Contributions for Rep. Diane Watson can be sent to:

4322 WILSHIRE BLVD. #205 LOS ANGELES, CA 90010

3 comments:

Allen L. Lee said...

You handled that well, O.P.
Nothing else I need to say except, Diane Watson, Vote - Yes
Steve Haze, Vote - Yes
Still waiting for an AIRRO member to run for Congress. my vote would be - Yes

Allen L. Lee said...

“Permanent Interests: The Expansion, Organization, and Rising Influence of African Americans in Congress, 1971–2007

…Among the CBC’s notable legislative achievements were the passage of the Humphrey–Hawkins Act of 1978 to promote full employment and a balanced budget, the creation in 1983 of a federal holiday commemorating the birthday of Martin Luther King, Jr., and legislation in 1986 that imposed the first sanctions against South Africa’s all-white government for its practice of apartheid…. “
http://baic.house.gov/historical-essays/essay.html?intID=1&intSectionID=10



“…Newell, 38, said he opposes legislation Watson authored in 2007 to cut federal funding to the CN. Watson penned the bill after Cherokee citizens voted to expel all non-Indian citizens from the tribe. The vote affected about 2,800 Cherokee Freedmen. He said he opposes Watson’s interference because he doesn’t believe it’s an issue Congress should be addressing.
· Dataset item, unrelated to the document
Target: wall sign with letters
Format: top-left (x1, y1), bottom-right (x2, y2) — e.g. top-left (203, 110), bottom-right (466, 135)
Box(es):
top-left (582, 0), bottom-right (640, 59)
“The people of the Cherokee Nation should have the sovereignty to decide for themselves what membership means,” Newell said. “I don’t think it’s appropriate for the U.S. Congress to be stepping in to dictate to the Cherokee tribe what its definition of membership should be.”
http://www.cherokeephoenix.org/20951/Article.aspx

If Congress and the CBC hadn’t decided to push to “sever” relations with Apartheid South Africa, Nelson Mandela would still be in jail. Felton Newell shows a serious lack in what a sovereign practice of “Apartheid” or “Jim Crow” really is. Taking money for a manufactured statement doesn’t bode well for his character either. He’s not fit for the job.
Lets try the statement with some editing:

The people of the Cherokee or (Republic of South Africa) Nation should have the sovereignty to decide for themselves what membership means,” Newell said. “I don’t think it’s appropriate for the U.S. Congress to be stepping in to dictate to the Cherokee tribe or(White Afrikaaner tribe) what its definition of membership should be.

Allen L. Lee said...

Author and attorney Charles W. Chesnutt wrote this about Black dis-enfranchisement in 1903. The Original Pechanga blog has taken great pains to point out the civil and human rights of the individual in a sovereign society. I think it appropriate to place this excerpt here:

"The Disfranchisement of the Negro
From The Negro Problem (1903).

...I have spoken of the effect of disfranchisement upon the colored race; it is to the race as a whole, that the argument of the problem is generally directed. But the unit of society in a republic is the individual, and not the race, the failure to recognize this fact being the fundamental error which has beclouded the whole discussion."

http://www.online-literature.com/charles-chesnutt/3174/
Over 100 years later, the dis-enfranchisement of tribal citizens, Indian and Tribal Freedmen descendants alike, is no less a concern of the individual today then it was in 1903, just before Jim Crow removed every right that Blacks had earned during Reconstruction. Tribal individuals are seeing their own collapse of Reconstruction before our very eyes and it is called dis-enrollment.